Abstract

In most temperate bacteriophages, regulation of the choice of lysogenic or lytic life cycle is controlled by a CI repressor protein. Inhibition of transcription is dependent on a helix-turn-helix motif, often located in the N-terminal domain (NTD), which binds to specific DNA sequences (operator sites). Here the crystal structure of the NTD of the CI repressor from phage TP901-1 has been determined at 1.6 Å resolution, and at 2.6 Å resolution in complex with a 9 bp double-stranded DNA fragment that constitutes a half-site of the OL operator. This N-terminal construct, comprising residues 2-74 of the CI repressor, is monomeric in solution as shown by nuclear magnetic resonance (NMR), small angle X-ray scattering, and gel filtration and is monomeric in the crystal structures. The binding interface between the NTD and the half-site in the crystal is very similar to the interface that can be mapped by NMR in solution with a full palindromic site.
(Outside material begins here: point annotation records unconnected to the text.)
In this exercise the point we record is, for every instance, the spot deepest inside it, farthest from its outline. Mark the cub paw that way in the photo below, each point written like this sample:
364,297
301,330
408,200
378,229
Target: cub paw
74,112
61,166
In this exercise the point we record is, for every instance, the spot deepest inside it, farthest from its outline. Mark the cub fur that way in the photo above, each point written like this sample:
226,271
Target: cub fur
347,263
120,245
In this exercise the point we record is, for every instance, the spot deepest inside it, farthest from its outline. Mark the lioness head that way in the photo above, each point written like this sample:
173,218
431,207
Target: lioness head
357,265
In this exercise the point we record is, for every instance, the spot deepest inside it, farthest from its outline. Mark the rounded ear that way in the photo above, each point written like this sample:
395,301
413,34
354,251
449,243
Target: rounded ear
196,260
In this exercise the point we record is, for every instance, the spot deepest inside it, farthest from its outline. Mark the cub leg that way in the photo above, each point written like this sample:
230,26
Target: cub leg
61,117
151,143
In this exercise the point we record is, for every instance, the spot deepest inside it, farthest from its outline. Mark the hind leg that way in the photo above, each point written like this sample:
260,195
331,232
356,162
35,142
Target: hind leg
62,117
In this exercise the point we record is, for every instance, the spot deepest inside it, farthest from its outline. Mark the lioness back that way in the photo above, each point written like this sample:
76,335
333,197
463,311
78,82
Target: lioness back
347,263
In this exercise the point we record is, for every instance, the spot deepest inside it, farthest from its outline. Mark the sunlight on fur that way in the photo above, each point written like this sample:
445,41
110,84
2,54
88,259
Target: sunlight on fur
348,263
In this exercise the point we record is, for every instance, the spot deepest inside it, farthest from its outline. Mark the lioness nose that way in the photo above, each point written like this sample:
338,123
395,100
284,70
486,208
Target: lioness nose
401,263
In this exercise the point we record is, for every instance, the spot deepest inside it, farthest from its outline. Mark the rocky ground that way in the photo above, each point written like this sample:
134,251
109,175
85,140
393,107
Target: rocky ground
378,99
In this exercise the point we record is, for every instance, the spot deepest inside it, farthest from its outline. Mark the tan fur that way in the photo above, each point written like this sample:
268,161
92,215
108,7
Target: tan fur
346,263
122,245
The interactions seen in the complexes (in the crystal and in solution) explain the observed affinity for the OR site that is lower than that for the OL site and the specificity for the recognized DNA sequence in comparison to that for other repressors. Compared with many well-studied phage repressor systems, the NTD from TP901-1 CI has a longer extended scaffolding helix that, interestingly, is strongly conserved in putative repressors of Gram-positive pathogens. On the basis of sequence comparisons, we suggest that these bacteria also possess repressor/antirepressor systems similar to that found in phage TP901-1.